Correlation Analysis

Once a dataset has been constructed, pairwise associations between HPO terms can be quantified using HPOCorrelationAnalyzer.

What is correlation?

Correlation measures the association between two phenotypes:

  • positive values → phenotypes tend to co-occur

  • negative values → phenotypes tend to occur in different individuals

  • values near zero → little or no association

Correlation methods

The analyzer supports correlation measures specifically optimized for binary (presence/absence) phenotype data:

  • PHI — Phi coefficient ($phi$), which mathematically equivalent to Pearson correlation for two binary variables. It measures the strength and direction of linear association between HPO terms.

  • FISHER — Fisher’s Exact Test, which computes the exact hypergeometric probability of the contingency table. It provides highly robust p-values alongside odds ratios, making it the preferred method for testing non-random associations in low-frequency HPO terms.

For most clinical phenotypes, FISHER provides a reliable statistical significance cutoff, while PHI serves as an excellent standardized effect size for downstream network visualizations.

Core usage

from phenosign import HPOCorrelationAnalyzer

analyzer = HPOCorrelationAnalyzer(
    dataset=dataset,
    min_individuals_for_correlation_test=30,
)

results = analyzer.compute_correlation_matrix(
    n_jobs=-1,
    include_pmids=False,
)
results.results_table.head()

The main parameters control data filtering, correlation type, and parallelization.

Key parameters

  • min_individuals_for_correlation_test Minimum number of individuals required to evaluate a feature pair. Higher values increase robustness, while lower values allow more pairs to be tested.

  • n_jobs Number of parallel jobs for computing pairwise correlations. Set to -1 to use all available CPU cores.

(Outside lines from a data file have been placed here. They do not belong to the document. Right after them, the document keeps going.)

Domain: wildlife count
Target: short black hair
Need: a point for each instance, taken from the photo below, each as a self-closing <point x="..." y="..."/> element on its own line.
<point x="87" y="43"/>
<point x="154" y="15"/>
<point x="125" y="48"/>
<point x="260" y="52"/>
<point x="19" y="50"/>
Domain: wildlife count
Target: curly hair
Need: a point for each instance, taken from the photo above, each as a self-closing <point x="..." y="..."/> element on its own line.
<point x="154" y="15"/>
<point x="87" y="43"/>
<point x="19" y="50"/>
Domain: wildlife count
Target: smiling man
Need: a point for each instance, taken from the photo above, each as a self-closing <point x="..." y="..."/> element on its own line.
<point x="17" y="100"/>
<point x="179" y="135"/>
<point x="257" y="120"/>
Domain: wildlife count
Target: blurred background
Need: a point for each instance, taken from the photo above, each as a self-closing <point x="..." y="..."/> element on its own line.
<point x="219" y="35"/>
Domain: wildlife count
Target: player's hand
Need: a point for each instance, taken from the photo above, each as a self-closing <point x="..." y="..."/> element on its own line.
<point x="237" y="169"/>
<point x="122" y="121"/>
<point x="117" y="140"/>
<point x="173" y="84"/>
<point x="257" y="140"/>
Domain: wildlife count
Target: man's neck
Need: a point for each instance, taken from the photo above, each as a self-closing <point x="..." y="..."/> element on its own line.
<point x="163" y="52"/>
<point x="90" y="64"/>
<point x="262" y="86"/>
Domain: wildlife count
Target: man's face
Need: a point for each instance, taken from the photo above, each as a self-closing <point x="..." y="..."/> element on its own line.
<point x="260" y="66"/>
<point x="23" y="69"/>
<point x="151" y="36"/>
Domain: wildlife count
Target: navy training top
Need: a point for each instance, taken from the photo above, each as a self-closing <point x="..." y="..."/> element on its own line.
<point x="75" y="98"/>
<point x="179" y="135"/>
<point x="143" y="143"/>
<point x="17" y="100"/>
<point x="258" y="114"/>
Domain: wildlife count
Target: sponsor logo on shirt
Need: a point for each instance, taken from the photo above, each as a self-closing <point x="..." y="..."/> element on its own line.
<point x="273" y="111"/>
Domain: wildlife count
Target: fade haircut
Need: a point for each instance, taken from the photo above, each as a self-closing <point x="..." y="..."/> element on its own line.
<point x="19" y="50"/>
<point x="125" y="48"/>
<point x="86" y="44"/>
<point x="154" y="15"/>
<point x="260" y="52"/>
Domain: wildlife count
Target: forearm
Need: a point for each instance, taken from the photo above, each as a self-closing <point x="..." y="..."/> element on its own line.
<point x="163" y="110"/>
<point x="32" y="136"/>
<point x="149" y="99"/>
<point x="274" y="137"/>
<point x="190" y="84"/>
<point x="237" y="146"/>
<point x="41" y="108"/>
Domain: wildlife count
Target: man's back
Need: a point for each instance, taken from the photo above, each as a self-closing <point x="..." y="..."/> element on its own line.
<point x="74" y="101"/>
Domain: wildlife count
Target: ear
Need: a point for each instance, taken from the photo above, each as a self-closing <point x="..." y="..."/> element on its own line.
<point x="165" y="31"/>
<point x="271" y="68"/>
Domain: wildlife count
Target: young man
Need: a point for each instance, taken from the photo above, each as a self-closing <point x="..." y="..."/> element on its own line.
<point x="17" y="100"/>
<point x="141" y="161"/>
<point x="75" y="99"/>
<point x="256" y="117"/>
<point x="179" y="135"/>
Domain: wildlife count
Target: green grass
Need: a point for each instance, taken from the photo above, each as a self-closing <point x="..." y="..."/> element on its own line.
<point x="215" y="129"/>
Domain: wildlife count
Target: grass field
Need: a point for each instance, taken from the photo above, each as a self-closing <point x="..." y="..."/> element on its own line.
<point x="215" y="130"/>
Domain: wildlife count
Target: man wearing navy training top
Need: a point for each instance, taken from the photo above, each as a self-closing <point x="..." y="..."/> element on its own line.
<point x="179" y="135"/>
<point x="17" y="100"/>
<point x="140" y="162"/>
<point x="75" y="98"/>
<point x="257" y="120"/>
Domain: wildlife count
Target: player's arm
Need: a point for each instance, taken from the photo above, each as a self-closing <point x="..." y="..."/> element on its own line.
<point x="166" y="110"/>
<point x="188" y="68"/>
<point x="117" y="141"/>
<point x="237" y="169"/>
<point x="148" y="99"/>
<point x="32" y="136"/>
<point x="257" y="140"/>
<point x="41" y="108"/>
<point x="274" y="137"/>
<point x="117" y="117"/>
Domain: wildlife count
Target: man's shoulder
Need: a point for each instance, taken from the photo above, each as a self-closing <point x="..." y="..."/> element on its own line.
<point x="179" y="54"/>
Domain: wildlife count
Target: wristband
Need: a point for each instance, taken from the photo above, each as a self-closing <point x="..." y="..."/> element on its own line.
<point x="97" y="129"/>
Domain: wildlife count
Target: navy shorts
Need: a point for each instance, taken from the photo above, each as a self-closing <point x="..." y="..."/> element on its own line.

  • include_pmids` If True, tracks and aggregates underlying PubMed IDs (PMIDs) contributing to the phenotypic overlaps for downstream publication verification.

Warning

Correlation requires variation in the data — each HPO term must have both observed and excluded values across individuals. Terms with no variation are automatically skipped.

Note

Ontologically related HPO terms may be excluded from pairwise testing to avoid spurious associations. Multiple-testing correction is applied automatically.

Save results

results.save_correlation_results(
    corr_threshold=0.1,
    adj_pval_threshold=0.05,
    output_file="correlation_results.csv",
)

Set include_pmids=True in compute_correlation_matrix to include associated PMIDs in the saved output.

Visualization

results.plot_correlation_heatmap_with_significance(
    corr_threshold=0.1,
    adj_pval_threshold=0.05,
)

results.save_correlation_heatmap(
    output_file="correlation_heatmap.html",
)

corr_threshold sets the minimum correlation strength; adj_pval_threshold controls statistical significance. Lower thresholds include more pairs; higher thresholds focus on stronger and more reliable associations.